Les deux questions qui ont ouvert ce texte peuvent recevoir la même réponse : rien. Il ne faut rien avoir pour être écrivain, car l'écrivain est le nouveau venu dans le monde. Ça n'apporte rien. Et personne. Votre tâche est d'écrire pour rembourser la dette non pas au monde, mais à l'autre côté.

Aussi, on n'obtient rien en exprimant l'existence de deux spatialités, c'est-à-dire qu'avec la littérature on ne gagnera pas l'argent pour payer les factures.

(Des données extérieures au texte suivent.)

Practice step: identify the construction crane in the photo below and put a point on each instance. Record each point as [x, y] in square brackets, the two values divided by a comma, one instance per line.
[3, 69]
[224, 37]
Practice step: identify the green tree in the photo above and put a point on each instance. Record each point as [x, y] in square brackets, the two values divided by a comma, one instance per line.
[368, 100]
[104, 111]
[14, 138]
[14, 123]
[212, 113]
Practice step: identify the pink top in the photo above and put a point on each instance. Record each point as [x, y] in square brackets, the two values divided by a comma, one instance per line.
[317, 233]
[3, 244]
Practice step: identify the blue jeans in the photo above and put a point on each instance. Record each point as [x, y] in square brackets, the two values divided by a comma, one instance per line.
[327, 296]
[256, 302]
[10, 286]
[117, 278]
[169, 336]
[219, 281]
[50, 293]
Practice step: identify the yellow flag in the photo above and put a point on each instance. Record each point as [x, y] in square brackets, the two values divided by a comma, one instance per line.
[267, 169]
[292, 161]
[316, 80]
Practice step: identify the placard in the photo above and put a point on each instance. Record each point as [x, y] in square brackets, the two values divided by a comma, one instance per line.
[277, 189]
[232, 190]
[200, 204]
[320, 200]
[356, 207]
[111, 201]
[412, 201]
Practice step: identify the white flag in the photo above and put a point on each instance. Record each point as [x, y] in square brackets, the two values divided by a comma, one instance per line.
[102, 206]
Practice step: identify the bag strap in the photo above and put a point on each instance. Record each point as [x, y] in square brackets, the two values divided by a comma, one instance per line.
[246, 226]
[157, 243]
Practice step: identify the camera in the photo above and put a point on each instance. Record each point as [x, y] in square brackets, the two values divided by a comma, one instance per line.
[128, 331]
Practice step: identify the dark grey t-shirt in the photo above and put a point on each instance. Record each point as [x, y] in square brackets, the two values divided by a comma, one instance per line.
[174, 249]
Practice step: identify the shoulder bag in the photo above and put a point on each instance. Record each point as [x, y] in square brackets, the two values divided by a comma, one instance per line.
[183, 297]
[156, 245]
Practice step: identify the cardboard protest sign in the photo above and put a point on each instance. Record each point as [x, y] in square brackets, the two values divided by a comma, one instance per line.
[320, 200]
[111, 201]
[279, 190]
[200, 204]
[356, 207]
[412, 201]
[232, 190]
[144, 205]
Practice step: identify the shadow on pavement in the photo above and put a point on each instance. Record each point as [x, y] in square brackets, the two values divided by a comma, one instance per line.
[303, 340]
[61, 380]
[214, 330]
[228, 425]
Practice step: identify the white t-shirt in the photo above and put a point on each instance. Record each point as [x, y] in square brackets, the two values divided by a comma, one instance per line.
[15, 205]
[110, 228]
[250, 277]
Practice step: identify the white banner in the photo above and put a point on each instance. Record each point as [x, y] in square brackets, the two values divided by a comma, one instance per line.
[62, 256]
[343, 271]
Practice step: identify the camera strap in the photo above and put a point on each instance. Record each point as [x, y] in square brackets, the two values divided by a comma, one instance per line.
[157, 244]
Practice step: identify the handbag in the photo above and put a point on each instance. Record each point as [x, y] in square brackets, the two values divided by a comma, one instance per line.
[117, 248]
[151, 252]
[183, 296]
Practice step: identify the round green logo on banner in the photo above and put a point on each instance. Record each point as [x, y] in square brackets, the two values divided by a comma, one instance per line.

Dans le cas de Sílvio Astier, c'est vrai. L'écriture ou la présence de l'espace préfiguré par la littérature lui est presque impossible. Le seul gain de la création – l'invention tirée du néant – est le fait que le langage fonctionne comme une contre-histoire à l'histoire que l'argent établit. L'argent - la langue de notre activité quotidienne - donne au propriétaire un sentiment de propriété sur toutes choses. Le langage révèle que la possession est une illusion de possession, puisqu'elle s'enracine dans le néant, et la littérature fonctionne comme la clé de l'autre versant, inconnu des joueurs du jouet colérique. En littérature, la propriété équivaut à l'expression de cette pauvreté.

L'écriture est née pour exprimer le sentiment de fraîcheur, le débordement de joie pour le simple fait d'être en vie – des sensations que le nouveau venu ne peut communiquer que par écrit, sinon il serait considéré comme fou. Dès lors, l'écrivain étend aux joueurs du jouet enragé (aux croyants de la fiction de l'argent) une autre fiction : il y a un autre espace et un autre jeu aussi.

* José Feres Sabino est doctorante au Département de Philosophie de l'Université de São Paulo (USP).

Référence


Roberto Arlt. le jouet en colère. Traduction de Maria Paula Gurgel Ribeiro. São Paulo : Iluminuras, 2013. https://amzn.to/3RgSLmS

Ricardo Piglia. "Introduction". Dans: Le jouet rabioso. Edité par Ricardo Piglia. Buenos Aires : España Calpe, 1993.